Every gay man who has been single in the gay ghetto has had the experience of going out to a gay bar and meeting Mr. Incredibly Handsome. ‘Could this finally be Mr. Right?’ you wonder silently in your head as your mind races for something witty or smart or sexy to say to the dashing stud standing in front of you.

But then, as is so often the case, Mr. Incredibly Handsome turns into Mr. Player.

He appears to be talking to you, but you can tell he’s only half there. In fact, as he’s chatting you up, his eye is on the door, or peeking over your shoulder, on the hunt and on the lookout for that next ‘better’ guy he doesn’t want to miss.

And then he smiles and delivers the blow-off: ‘Are you going to be here a while? I’m just going to go for a little walk … .’

Of course, it’s one thing to have this happen when you’re trying to pick up a total stranger at the leather bar. It’s another when the person is someone you thought you were dating.

You know what I mean: You’ve gotten together half a dozen times now, and not just for sex, either. You’ve actually gone to the beach or to the movies and out to dinner before jumping in the sack. And the sack stuff is pretty damn hot, too, for both of you.

However, you notice he never asks you out on a Friday or Saturday night. It’s always, ‘What are you doing Tuesday? Or Sunday afternoon?’ The prevailing attitude seems to be: Why ‘waste’ a weekend night on someone you already know—someone you’ve already been intimate with—when you could be out there looking for the next ‘better’ guy?

OF COURSE, IN THE GAY GHETTO, because we are blessed with such an inordinate number of hot men, there will always be someone ‘better’ just around the corner. That’s particularly true here where I live in Fort Lauderdale, which isn’t just a gay haven but a gay tourist destination, too.

If you just wait 10 minutes, or log online, or go to a different bar, someone with bigger arms or a hairier chest or broader shoulders or a rounder ass will magically appear.
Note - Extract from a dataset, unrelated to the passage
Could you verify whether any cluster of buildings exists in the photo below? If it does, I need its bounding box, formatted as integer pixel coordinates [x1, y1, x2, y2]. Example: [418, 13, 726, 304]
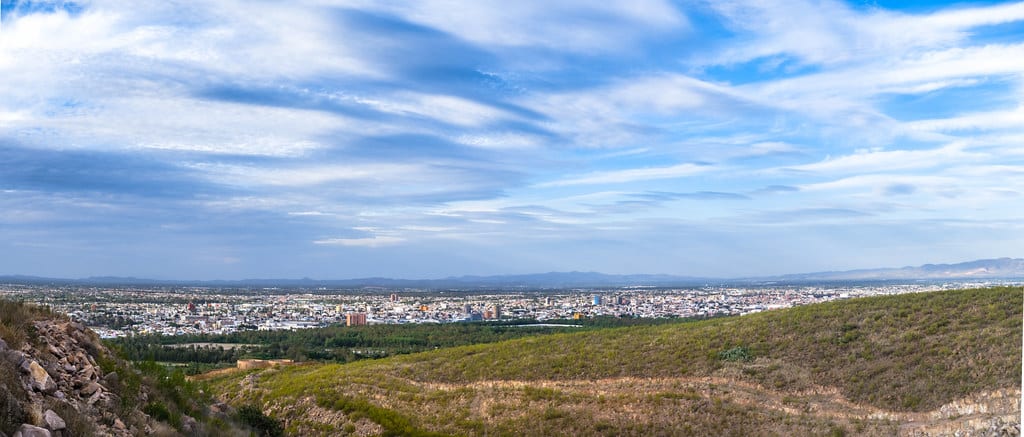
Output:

Maybe he’s just moved down from New York or Boston or Washington. D.C., or one of the other many feeder cities that gay men seem to be fleeing in surges to come here, to frolic in this subtropical paradise of buff gay bodies tanned by the endless summer of sun. Or maybe he’s one of those built tourists who’s been sending you seductive notes and naughty pictures on Manhunt.
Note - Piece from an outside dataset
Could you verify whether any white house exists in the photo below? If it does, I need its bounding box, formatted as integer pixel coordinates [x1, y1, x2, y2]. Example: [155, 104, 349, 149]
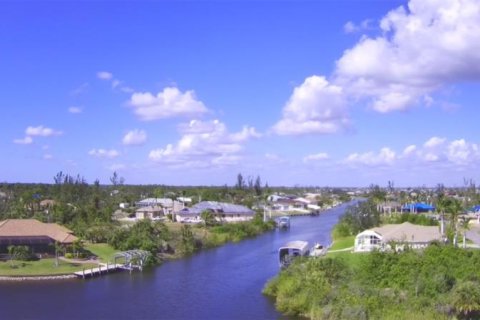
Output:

We’ve all been there. And it can be exciting and thrilling and sexually overwhelming—an endless orgy of mind-blowing sex in the gay city. But sometimes I do the round at the bars, and I see the same men circling for prey, over and over again, looking over new shoulders for new conquests, time and time again.
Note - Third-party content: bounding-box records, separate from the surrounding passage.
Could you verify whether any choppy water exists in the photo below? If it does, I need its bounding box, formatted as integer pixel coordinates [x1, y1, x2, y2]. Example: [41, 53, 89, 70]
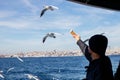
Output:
[0, 55, 120, 80]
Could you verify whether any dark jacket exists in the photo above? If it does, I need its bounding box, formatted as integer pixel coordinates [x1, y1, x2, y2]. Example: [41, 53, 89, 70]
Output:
[114, 62, 120, 80]
[77, 40, 114, 80]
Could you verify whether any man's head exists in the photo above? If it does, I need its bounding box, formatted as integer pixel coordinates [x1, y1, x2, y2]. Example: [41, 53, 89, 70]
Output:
[89, 34, 108, 56]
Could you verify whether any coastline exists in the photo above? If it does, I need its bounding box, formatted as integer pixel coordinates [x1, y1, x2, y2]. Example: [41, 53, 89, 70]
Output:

And I see that we are not men in our 20s playing this game, but men in our 40s, circling like hawks, trapped in this endless cycle of random sex and over-the-shoulder glances, this web of belief and self-deceit that the next man to come through the door, the next hunk to round the corner, will be ‘better.’

I’m not casting stones. I’ve played the game, and been played by it, as much as anyone else. But I can’t help wondering: When does the merry-go-round end? When are we satisfied? When is someone ‘good enough?’

Like so many gay men all around me, I’ve been on the merry-go-round for a couple of years, and I’m dizzy from it. I’m tired of juggling and being juggled like a prop in a floor show.

Many friends protest that the game will always be played, no matter what we do, and that it is simply the nature of men in general, and gay men in particular. Perhaps they are right.

But I have higher hopes for us as a group, as a community of gay men who moved here to create a world better than the ones we left behind out there in the corners of not-so-gay America.

We have the power to treat each other better, to look at each other as more than just the next trick, to show ourselves, individually and collectively, a little respect.

Otherwise, we may all end up one day in our tight tank tops and muscles, eating alone and waiting for a ‘better’ guy to walk through the door.